Welch and colleague Suzanne Drudge had travelled to Syria to interview a number of Australian women who had fetched up in the camp after Isil disintegrated.
On completing the interviews, he left a tent in the 70,000-strong refugee camp and encountered Aden with her two surviving children.
“She was obviously terrified. I could see her hands shaking. She explained how worried she was, not only for herself but mainly for the kids. She was terrified she was going to lose the baby.”
Welch said Aden wanted to leave Syria and she was clear about where she hoped to go. “I’m pretty sure she said to us she just wanted to come home and by that, she meant Australia.”
Welch said Aden had spoken of travelling to Turkey with the intent of going to Syria but changing her mind at the last minute.
However, according to Aden, she was with a group bound for the war-torn country and was unable to escape from them. She was kept in a van and driven across the border. “Next thing she knew, she was in Syria.”
The transtasman row that saw Ardern deliver a broadside to Morrison cooled yesterday, with her tone more conciliatory after a phone conversation with the other leader.
She confirmed that there was the possibility of other cases emerging similar to Aden’s, and why that underscored the need for New Zealand and Australia to work together.
“That was one of the reasons we needed to address this as close partners and friends because rather than just taking an arbitrary view on all of those cases we should have looked at all of those cases and say ‘who is responsible for whom?’.”
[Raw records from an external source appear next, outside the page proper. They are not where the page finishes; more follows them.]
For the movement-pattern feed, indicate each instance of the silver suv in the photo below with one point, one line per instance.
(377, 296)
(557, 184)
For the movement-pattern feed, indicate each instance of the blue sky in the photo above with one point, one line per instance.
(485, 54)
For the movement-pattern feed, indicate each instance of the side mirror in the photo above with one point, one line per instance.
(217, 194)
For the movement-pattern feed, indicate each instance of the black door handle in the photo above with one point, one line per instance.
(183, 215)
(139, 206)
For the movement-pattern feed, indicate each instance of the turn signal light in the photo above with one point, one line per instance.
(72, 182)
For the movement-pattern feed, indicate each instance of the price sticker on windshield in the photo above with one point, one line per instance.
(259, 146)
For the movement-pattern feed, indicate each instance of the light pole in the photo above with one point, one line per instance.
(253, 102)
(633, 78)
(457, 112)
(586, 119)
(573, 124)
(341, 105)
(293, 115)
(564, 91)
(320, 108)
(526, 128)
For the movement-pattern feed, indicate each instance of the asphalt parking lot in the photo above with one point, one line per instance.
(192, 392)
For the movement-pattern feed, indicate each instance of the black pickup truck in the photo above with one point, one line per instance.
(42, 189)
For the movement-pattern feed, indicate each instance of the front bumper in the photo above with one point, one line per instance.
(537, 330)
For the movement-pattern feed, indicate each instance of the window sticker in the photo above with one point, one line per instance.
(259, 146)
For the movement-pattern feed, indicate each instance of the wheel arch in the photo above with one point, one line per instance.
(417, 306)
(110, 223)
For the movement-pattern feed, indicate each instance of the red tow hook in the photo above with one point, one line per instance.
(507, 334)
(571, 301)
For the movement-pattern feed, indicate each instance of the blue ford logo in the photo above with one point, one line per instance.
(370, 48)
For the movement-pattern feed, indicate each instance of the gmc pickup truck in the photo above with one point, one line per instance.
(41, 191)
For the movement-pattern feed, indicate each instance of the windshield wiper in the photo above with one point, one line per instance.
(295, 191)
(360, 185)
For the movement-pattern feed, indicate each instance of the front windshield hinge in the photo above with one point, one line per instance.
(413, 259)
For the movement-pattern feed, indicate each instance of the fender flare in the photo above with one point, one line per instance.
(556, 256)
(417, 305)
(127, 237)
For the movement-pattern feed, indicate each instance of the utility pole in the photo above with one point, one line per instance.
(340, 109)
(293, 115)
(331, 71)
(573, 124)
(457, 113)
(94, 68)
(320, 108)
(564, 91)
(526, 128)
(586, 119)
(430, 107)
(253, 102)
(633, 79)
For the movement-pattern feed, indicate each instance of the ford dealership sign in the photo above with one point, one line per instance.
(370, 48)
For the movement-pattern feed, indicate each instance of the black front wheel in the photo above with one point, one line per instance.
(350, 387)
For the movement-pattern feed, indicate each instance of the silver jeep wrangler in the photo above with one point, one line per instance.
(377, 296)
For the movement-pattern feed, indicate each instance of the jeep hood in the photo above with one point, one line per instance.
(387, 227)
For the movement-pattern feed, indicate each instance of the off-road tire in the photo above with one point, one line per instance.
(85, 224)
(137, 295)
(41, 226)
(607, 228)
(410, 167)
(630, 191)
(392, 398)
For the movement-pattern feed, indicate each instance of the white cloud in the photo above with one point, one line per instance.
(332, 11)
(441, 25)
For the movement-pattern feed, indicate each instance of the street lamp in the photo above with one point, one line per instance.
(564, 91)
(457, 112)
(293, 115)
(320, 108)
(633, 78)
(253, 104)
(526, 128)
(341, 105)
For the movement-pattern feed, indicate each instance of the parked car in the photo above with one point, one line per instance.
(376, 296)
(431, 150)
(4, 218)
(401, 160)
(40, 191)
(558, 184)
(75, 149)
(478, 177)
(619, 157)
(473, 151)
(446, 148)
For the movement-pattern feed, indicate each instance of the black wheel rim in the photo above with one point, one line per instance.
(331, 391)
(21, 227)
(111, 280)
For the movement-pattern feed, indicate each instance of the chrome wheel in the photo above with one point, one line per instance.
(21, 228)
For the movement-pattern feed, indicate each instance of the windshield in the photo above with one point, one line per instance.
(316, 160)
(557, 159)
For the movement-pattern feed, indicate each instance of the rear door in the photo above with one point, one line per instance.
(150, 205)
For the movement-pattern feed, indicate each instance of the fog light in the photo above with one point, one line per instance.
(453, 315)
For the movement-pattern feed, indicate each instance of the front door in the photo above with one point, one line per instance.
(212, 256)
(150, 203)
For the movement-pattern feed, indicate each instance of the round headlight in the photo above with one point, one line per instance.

Ardern said the question of how to deal with Aden if she returned to New Zealand was still some distance from needing to be resolved.
“This is still an individual who is at the Turkish border,” Ardern said. It was unknown, as yet, whether she would face charges there, or if New Zealand was her ultimate destination.
If she did return, Ardern assured the country steps would be taken to meet and deal with any extreme beliefs she carried with her. “We will be making every effort (if she did return) to ensure we know as much as possible to support and protect New Zealanders.”
Victoria University Centre for Strategic Studies senior fellow Jim Rolfe said the trans-Tasman scrap showed “family fights can be fiercer than fights with non-family”.
“No doubt she feels let down having raised the issue with Morrison two years ago. On top of that, there is the continual irritation of Australia exporting its criminals, most of them socialised in Australia, to New Zealand.”
Rolfe said it was possible Morrison had simply forgotten to tell Ardern he had cancelled the passport. “Unless he wants a fight with New Zealand – and I can’t see that he would want a fight – I would go for the cock-up over conspiracy. He might have completely forgotten.”
Rolfe said New Zealand wasn’t suffering this treatment from Australia because it was smaller, and the junior partner in the transtasman relationship.
He said Australia would likely take the same approach with other allies such as the United Kingdom or the United States. “It’s much easier with New Zealand.”